Unit Planning - What Matters

Unit Planning - What Matters

I think the most important element of the unit plan is the big idea, right?  What’s the Big Idea? In math, it means a function that is squared.  In the real world, it means something that is represented by a parabolic shape, whether that’s the projectile of an object or maximizing or minimizing something like an area or finances.  Each lesson needs to be a building block that supports the big idea, creating connections to applications and various forms of representations.  Within the study of quadratics, students are learning mathematical vocabulary, such as vertex, domain and range.  They learn how these mathematical elements relate to the situations that they represent, and by understanding those parameters, they can then develop values that are realistic to the presented situation.  When determining the optimal price for a product, the range of prices must be inline. For example, if determining the optimal price for a song download, no one’s going to pay $100 for a song.  That $100 may be appropriate for the cost of shoes though.  This sort of reasoning is what requires students to be critical thinkers.  It is also an opportunity for teachers to make connections with student’s lives, when choosing a particular scenario to study. 
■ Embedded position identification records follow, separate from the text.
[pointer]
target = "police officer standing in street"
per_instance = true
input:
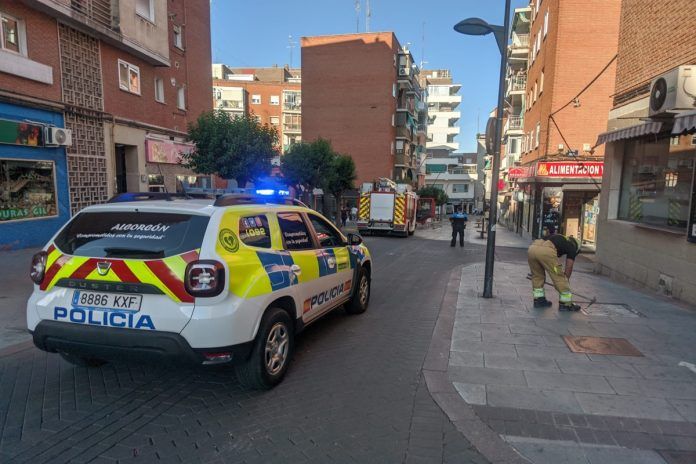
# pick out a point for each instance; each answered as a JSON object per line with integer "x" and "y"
{"x": 458, "y": 220}
{"x": 543, "y": 258}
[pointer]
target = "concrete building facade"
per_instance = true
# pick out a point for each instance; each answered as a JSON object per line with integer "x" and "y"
{"x": 647, "y": 219}
{"x": 570, "y": 78}
{"x": 361, "y": 92}
{"x": 273, "y": 94}
{"x": 120, "y": 78}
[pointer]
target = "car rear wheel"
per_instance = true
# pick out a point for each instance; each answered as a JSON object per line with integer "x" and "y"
{"x": 361, "y": 298}
{"x": 271, "y": 354}
{"x": 81, "y": 361}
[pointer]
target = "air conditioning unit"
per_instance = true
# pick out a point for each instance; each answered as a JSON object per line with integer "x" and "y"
{"x": 673, "y": 91}
{"x": 58, "y": 136}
What’s great about this unit is that it brings together learning from previous math lessons, both in this school year and previous ones.  Students have to remember the distributive property.  They have to remember multiplication pairs.  Having strong skills in these areas will prove useful as students develop new skills in working with quadratics.  Homework problems present these ideas in a variety of ways, including seeing patterns of squares in series, formatting graphics in quadrants so that students can see how multiplying and adding the same pairs result in a trinomial form, presenting factored form and quadratic form, etc.  In my student teaching experience in middle school, I saw that students struggled with their math facts.  With quadratics, those same struggles with be present.  My CT and I have discussed creating a large multiplication chart for the classroom, so that students can be reminded of not just pairs that work within quadratics, but also the results of common x2, such as 22 = 4, 32 = 9, 42 = 16, 52 = 25, 62 = 36, 72 = 49, etc.

I noticed in comparing the unit goals / learning targets with the Hess matrix, that most (57%) of the goals fell into the lower third of the matrix.  Perhaps that is typical of all units?  Connecting specific unit goals to my student’s Context for Learning may be more challenging, but certainly connecting the real-world situations that these quadratics equations and expressions represent can be more readily achieved in each lesson within the unit.  My students are interested in social media, their friends, sports, shoes, cars, Starbucks, acrylic nails, music, movies, etc.  Making connections to those areas of interest, may grab their attention and motivate them to understand the underlying math, more fruitfully than a more arbitrary scenario.